A blinded independent radiology review committee estimated the median progression-free survival, which was 8.6 months (95% CI, 6.8-14.0) for patients taking cabozantinib vs 5.3 months (95% CI, 3.0-8.2) for patients taking sunitinib (hazard ratio [HR], 0.48; 95% CI, 0.31-0.74; P=.0008). The difference between overall survival in the cabozantinib and sunitinib groups was not statistically significant; the difference between the partial response rates in the 2 groups also was not statistically significant.

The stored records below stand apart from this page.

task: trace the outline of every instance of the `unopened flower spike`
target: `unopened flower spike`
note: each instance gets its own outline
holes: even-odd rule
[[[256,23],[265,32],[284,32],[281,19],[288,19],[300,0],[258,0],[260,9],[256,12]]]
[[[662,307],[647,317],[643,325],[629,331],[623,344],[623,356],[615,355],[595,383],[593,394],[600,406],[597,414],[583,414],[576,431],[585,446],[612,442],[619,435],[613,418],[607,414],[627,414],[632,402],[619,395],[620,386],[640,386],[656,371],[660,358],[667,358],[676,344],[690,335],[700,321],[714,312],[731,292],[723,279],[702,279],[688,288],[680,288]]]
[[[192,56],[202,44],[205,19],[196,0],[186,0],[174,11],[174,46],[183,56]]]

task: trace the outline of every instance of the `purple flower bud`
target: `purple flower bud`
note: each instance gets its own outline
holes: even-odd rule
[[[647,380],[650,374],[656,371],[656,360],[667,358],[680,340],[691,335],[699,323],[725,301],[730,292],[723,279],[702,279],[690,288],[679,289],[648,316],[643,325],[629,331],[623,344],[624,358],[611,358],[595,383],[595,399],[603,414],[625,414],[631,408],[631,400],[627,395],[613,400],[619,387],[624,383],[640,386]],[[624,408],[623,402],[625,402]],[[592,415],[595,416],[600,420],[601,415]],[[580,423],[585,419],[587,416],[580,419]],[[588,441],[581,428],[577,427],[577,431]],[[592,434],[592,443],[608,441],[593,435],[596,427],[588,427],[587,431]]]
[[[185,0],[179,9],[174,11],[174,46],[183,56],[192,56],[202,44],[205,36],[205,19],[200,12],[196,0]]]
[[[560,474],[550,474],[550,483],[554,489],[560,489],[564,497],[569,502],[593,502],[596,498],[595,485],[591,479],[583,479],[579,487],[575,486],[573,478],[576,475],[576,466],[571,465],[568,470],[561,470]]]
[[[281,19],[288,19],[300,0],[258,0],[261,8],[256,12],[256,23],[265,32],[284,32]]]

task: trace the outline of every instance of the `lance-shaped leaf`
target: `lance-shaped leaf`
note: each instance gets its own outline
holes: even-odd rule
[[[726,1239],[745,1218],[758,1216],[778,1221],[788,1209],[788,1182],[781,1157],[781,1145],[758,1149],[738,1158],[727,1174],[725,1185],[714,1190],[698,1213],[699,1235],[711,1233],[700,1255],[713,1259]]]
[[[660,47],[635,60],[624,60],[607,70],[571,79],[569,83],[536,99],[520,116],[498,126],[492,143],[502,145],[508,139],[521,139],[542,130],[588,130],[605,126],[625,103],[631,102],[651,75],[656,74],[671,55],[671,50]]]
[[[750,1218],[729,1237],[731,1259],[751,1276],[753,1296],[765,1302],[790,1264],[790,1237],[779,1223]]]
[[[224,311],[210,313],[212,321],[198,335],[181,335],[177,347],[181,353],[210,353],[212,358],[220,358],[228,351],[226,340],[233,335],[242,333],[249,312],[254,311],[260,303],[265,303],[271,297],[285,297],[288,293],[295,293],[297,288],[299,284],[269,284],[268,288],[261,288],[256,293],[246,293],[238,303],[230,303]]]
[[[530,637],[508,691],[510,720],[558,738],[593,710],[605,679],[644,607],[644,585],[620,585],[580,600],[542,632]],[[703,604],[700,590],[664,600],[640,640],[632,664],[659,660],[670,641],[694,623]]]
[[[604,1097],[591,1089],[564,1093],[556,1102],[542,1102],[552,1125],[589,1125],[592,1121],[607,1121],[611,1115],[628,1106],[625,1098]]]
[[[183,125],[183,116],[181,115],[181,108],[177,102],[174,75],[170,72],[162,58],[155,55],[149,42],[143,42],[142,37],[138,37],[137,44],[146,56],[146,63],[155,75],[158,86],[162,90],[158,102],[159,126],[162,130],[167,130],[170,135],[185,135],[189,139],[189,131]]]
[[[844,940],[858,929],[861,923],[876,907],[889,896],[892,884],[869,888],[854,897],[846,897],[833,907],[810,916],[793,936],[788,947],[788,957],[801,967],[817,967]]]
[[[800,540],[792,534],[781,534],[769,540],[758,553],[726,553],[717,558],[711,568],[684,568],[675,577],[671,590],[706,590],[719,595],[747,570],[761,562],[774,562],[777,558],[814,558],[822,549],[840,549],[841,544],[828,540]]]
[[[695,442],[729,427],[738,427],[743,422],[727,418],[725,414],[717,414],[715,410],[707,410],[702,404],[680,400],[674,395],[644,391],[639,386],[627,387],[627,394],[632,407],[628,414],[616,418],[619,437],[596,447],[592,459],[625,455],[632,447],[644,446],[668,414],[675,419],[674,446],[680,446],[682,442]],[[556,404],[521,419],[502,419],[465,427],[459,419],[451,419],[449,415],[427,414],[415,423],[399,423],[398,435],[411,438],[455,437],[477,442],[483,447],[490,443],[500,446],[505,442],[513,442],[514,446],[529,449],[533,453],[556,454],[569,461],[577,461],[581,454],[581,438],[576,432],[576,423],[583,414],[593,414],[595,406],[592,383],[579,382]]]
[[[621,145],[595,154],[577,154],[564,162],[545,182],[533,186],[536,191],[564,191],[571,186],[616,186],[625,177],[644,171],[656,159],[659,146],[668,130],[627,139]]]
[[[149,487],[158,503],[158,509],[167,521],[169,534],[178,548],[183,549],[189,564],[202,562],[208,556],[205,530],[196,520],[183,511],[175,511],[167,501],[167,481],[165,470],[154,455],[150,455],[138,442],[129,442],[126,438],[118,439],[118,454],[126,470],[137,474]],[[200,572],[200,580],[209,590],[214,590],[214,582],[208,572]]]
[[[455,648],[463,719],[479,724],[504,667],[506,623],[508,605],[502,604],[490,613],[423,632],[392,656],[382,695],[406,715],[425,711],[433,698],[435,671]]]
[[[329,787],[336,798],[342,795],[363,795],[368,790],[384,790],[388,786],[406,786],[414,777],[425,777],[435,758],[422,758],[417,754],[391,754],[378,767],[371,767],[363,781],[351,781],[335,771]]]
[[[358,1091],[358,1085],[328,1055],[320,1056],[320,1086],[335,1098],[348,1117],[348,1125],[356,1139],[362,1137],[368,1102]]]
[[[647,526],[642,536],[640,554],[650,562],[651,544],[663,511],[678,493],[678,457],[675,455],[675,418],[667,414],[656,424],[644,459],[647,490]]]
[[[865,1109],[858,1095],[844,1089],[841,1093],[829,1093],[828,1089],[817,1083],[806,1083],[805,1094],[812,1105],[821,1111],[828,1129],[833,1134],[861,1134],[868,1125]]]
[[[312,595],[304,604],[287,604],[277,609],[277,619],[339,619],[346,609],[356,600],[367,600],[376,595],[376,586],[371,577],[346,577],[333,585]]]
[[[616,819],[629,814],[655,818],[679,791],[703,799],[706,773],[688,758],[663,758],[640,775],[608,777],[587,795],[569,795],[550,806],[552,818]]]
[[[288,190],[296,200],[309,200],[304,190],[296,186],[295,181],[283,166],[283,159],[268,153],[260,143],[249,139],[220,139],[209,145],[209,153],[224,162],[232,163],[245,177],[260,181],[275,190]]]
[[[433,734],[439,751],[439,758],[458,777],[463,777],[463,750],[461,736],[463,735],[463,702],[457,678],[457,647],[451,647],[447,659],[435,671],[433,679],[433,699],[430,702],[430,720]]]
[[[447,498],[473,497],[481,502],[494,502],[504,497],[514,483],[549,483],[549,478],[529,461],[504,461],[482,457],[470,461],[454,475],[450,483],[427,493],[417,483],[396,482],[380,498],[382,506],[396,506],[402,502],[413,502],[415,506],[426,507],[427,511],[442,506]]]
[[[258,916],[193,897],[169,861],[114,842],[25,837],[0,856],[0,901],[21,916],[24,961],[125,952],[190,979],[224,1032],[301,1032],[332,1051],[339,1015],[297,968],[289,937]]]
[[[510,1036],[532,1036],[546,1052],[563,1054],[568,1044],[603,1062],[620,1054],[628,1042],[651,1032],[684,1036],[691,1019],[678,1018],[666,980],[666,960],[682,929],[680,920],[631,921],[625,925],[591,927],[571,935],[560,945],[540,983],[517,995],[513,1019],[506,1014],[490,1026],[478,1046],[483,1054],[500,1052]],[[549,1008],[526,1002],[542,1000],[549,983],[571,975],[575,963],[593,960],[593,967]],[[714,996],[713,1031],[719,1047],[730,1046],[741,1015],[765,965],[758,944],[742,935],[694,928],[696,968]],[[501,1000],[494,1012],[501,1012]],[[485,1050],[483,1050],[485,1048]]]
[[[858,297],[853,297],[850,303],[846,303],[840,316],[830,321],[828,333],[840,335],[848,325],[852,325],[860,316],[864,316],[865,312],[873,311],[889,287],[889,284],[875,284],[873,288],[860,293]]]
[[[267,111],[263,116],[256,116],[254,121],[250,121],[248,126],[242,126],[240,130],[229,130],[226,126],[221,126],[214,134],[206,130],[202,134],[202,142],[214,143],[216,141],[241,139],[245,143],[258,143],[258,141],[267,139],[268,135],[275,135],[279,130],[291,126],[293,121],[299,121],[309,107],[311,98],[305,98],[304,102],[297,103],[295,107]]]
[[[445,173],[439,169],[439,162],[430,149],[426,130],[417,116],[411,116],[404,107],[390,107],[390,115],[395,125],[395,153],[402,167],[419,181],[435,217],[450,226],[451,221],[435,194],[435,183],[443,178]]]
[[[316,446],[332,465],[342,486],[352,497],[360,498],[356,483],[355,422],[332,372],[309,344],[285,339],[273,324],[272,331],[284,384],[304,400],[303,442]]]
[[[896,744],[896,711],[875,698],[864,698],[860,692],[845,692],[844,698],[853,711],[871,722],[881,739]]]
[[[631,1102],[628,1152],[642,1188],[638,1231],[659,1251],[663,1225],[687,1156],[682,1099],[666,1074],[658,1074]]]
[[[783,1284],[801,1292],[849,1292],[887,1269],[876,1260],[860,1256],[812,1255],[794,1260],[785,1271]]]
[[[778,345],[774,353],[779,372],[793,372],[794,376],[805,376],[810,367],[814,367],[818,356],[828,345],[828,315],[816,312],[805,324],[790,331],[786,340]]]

The most commonly reported adverse reactions to cabozantinib, which occurred in at least 1 in 4 patients in METEOR (A Study of Cabozantinib vs Everolimus in Subjects With Metastatic Renal Cell Carcinoma), the study that served as the basis for initial approval of the drug, were diarrhea, fatigue, nausea, decreased appetite, hypertension, palmar-plantar erythrodysesthesia, weight loss, vomiting, dysgeusia, and stomatitis. The most common grade 3/4 adverse reactions to cabozantinib in CABOSUN, affecting 5% or more of patients treated with the agent, were hypertension, diarrhea, hyponatremia, hypophosphatemia, palmar-plantar erythrodysesthesia, fatigue, increased alanine aminotransferase, decreased appetite, stomatitis, pain, hypotension, and syncope. A total of 21% of patients receiving cabozantinib and 22% of patients receiving sunitinib experienced an adverse reaction that led to drug discontinuation.

The median average daily dose was 50.3 mg for cabozantinib and 44.7 mg for sunitinib (excluding the scheduled nondosing days for sunitinib). Overall, 46% of patients in the cabozantinib group and 35% of those in the sunitinib group received reduced dosing.

The expanded indication for cabozantinib was granted through priority review. The agent is also approved for the treatment of medullary thyroid cancer, in which case it is marketed as Cometriq. Cometriq and Cabometyx have different formulations and are not interchangeable.

Patients should not eat for at least 2 hours before and at least 1 hour after taking cabozantinib; the tablets should be swallowed whole with a full glass of water (they should not be crushed). In addition, patients taking cabozantinib should not consume grapefruit or grapefruit juice.